The kit according to claim 1. 9. The lipid microspheres are interleukin-
The kit according to claim 1, which is charged or uncharged with the same polarity as 2. 10. The kit according to claim 1, wherein at least one of the lipid globules and interleukin-2 is uncharged. 11. Interleukin-on the lipid globule
The kit according to claim 1, wherein a drug other than 2 is included, distributed, or adsorbed. 12. The average particle size of the lipid globules is 500.
The kit according to claim 1, which is less than or equal to nm. 13. The kit of claim 1, wherein the pH of the aqueous medium is about 3-9. 14. The kit according to claim 1, wherein the pH of the aqueous medium is near the isoelectric point of interleukin-2. 15. The kit according to claim 1, which comprises a freeze-dried product of the lipid microspheres and / or interleukin-2. 16. The method of claim 1, further comprising the aqueous medium.

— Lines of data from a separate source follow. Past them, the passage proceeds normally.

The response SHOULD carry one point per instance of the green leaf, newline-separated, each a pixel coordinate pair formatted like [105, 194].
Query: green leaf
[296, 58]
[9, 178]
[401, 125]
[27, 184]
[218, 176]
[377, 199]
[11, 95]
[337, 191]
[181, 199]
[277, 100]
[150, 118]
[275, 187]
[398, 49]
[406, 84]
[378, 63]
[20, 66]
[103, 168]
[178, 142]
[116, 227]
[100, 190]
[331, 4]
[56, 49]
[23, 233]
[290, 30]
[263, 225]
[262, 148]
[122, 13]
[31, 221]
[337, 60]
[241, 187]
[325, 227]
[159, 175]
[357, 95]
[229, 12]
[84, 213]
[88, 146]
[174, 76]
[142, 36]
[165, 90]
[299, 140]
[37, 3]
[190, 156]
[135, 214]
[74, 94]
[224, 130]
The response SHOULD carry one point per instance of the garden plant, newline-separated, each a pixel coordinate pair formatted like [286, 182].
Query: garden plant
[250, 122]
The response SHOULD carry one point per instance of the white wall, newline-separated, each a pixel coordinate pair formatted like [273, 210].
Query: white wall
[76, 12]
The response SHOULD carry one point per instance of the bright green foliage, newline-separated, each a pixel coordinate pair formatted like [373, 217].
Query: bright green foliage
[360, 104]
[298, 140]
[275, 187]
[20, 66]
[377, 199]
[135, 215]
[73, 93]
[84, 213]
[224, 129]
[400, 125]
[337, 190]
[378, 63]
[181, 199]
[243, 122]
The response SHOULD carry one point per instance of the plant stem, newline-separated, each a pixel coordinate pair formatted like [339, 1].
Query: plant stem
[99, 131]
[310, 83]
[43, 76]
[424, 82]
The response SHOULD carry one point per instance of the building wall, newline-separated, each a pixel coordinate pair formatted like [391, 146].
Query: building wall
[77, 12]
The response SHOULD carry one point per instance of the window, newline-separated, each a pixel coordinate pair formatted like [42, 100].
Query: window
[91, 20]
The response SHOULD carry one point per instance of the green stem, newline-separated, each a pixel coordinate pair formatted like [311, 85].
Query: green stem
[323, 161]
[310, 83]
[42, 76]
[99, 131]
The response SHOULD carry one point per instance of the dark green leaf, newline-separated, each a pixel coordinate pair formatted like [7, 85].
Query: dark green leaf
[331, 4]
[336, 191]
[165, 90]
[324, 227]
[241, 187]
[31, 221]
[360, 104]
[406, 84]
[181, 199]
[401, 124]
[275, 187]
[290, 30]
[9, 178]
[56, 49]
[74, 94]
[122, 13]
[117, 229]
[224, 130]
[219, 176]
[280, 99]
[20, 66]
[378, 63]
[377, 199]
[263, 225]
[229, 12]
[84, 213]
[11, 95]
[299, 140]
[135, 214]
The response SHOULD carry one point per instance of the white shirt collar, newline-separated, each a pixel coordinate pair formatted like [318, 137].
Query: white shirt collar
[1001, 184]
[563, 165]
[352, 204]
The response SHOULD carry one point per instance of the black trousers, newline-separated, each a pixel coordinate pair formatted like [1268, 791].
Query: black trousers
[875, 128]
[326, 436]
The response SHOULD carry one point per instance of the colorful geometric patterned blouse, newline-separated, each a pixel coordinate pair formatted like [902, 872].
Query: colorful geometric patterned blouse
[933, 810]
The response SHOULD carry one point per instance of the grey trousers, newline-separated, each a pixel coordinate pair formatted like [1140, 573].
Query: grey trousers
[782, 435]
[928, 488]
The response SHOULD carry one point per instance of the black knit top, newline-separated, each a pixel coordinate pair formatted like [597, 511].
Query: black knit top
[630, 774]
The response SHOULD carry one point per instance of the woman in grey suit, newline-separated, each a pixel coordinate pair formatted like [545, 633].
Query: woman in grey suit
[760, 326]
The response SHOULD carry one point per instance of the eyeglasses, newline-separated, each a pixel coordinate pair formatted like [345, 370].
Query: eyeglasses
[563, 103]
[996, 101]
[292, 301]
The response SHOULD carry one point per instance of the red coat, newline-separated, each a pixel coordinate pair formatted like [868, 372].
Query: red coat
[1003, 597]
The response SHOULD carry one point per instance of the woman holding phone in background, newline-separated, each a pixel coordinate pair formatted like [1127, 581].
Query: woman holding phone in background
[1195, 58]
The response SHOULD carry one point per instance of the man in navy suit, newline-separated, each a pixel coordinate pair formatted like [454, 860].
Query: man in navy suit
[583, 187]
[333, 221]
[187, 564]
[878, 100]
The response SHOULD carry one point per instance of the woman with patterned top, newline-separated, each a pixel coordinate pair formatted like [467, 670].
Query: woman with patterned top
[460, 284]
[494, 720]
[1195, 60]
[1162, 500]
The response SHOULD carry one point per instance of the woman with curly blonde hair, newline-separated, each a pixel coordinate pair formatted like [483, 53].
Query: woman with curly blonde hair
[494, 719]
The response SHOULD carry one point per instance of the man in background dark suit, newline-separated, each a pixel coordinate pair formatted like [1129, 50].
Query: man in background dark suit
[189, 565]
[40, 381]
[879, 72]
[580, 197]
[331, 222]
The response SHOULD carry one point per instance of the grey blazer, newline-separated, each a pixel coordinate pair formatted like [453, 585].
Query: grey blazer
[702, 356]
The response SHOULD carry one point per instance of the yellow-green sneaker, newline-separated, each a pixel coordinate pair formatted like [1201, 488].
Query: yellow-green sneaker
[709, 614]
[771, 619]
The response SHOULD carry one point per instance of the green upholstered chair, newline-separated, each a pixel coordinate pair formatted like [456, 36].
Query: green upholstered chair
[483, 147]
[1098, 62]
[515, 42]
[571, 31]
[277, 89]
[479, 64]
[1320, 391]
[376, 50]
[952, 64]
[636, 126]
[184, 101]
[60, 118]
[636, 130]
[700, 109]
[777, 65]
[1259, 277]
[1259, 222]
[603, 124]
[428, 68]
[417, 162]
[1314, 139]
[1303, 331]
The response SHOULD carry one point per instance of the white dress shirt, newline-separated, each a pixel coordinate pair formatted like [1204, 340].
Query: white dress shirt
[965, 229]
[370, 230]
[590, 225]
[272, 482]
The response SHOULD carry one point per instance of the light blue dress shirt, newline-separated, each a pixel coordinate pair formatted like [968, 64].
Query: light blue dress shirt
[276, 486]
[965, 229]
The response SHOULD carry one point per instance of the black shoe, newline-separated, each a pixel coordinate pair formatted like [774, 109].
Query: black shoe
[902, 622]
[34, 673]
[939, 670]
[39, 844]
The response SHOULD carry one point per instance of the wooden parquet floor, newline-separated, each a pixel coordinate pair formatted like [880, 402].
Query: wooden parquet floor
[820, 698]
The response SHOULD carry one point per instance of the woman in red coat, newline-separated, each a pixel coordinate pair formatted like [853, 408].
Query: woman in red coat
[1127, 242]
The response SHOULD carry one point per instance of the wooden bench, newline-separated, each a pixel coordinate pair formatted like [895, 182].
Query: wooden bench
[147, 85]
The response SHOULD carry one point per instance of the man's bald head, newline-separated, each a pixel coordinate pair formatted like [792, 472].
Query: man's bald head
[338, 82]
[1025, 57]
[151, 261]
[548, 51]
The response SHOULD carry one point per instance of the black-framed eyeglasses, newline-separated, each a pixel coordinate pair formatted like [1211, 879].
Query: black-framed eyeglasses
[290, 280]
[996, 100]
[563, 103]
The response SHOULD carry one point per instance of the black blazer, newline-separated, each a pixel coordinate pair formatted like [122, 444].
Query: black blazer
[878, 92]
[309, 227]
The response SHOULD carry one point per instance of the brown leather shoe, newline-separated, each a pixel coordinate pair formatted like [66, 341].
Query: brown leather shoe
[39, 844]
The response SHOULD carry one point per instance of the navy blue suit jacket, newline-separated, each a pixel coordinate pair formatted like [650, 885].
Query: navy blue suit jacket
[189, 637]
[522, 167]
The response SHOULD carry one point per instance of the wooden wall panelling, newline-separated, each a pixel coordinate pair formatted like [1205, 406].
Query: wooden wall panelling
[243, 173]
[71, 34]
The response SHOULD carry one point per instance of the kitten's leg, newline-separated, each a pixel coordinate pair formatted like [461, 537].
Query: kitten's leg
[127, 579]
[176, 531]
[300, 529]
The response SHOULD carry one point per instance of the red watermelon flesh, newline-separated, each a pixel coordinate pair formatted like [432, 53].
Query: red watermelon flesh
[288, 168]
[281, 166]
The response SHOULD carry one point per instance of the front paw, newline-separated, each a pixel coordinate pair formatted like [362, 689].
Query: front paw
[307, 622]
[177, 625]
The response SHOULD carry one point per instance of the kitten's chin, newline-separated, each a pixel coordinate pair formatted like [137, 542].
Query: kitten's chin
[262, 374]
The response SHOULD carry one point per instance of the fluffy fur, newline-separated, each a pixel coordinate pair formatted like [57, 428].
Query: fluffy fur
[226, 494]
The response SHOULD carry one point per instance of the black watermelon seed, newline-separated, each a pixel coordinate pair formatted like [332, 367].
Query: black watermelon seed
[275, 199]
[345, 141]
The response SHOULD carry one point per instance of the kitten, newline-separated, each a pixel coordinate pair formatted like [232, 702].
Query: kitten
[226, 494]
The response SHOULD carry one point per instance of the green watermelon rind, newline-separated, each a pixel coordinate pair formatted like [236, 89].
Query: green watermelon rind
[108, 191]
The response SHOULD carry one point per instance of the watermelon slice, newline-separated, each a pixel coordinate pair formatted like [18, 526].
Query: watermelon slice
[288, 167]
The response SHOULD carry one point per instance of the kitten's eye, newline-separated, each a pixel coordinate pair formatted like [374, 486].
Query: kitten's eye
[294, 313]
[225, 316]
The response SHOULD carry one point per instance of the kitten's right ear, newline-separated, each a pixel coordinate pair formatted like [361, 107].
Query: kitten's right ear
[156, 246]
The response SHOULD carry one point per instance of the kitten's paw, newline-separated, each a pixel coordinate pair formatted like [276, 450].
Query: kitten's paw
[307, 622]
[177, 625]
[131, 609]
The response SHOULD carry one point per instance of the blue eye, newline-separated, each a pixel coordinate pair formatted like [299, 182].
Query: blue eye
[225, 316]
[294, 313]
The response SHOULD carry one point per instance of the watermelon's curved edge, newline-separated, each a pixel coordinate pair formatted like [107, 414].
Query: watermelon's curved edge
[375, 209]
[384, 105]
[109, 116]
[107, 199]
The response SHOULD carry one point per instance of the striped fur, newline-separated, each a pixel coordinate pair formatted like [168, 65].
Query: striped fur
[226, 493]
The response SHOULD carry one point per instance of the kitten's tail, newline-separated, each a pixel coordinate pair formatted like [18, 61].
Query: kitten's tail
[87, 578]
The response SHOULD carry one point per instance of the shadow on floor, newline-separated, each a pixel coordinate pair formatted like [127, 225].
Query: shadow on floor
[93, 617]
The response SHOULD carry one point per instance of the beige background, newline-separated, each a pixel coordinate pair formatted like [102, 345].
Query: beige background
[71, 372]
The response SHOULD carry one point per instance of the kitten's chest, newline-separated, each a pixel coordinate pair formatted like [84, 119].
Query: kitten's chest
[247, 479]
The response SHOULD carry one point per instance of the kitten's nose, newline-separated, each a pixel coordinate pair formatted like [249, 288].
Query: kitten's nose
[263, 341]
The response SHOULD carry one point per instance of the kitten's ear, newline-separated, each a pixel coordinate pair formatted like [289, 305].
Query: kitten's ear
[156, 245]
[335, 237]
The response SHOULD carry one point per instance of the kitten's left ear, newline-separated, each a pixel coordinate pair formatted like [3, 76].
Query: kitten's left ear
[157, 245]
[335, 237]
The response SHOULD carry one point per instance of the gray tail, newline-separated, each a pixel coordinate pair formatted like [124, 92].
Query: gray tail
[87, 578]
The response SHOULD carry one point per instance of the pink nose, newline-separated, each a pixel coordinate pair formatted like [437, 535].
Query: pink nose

The kit described in. 17. The kit according to claim 1, which contains an aqueous dispersion of lipid globules and lyophilized interleukin-2. 18. A method for preparing an interleukin-2 adsorbing lipid globule preparation, which comprises a step of contacting interleukin-2 with a lipid globule in an aqueous medium. 19. The method according to claim 18, wherein the kit according to any one of claims 1 to 17 is used. 20. An interleukin-2 adsorbing lipid microsphere preparation. 21. The formulation of claim 20, prepared by the method of claim 18 or 19. 22. The preparation according to claim 20, wherein the amount of adsorbed and retained interleukin-2 on the lipid globules in gel filtration is 80 to 100%. 23. The preparation according to claim 20, which comprises 100 parts by weight of lipids in lipid microspheres and 1 to 0.0001 parts by weight of interleukin-2. 24. The formulation of claim 20, which is lyophilized.